Administrator, Centre for Cultural Studies, and the departments of Visual Arts, Drama and European Languages, Goldsmiths College/PhD research on Helga Königsdorf and East German Women Writers (1992-1998)
With a degree in German and having lived in West Germany as the Wall came down, I had a keen interest in the former GDR, and particularly the novels of East German Women Writers. Many escaped censorship by re-telling fairy tales and using fantastic realism as a narrative device. I have never quite forgotten the feeling of luxury afforded you by a PHD; reading and writing day in, day out. But I couldn’t resist supplementing my grant with working in a number of departments at Goldsmiths. I discovered that a career in research was less attractive than being part of a busy and lively office environment, organising people and things.

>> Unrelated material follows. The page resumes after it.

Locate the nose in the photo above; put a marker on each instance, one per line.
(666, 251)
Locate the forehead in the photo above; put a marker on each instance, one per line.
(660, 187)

English Language Assistant, Köln & Leipzig, TEFL Teacher, Poole (1991-1995)
Like most students studying languages, I spent much of my university life teaching English as a foreign language – either in German schools or down in Dorset for a dynamic German woman called Lotte Herbst. Her best idea was combining learning to sail a boat around the Greek islands with learning English: I went for the job with delight until I realised that spending 14 days on a sailing boat with 12 teenagers was not as idyllic as it sounded.

Judith Kilvington will join the Citizens Theatre in Glasgow as their new Executive Director in July.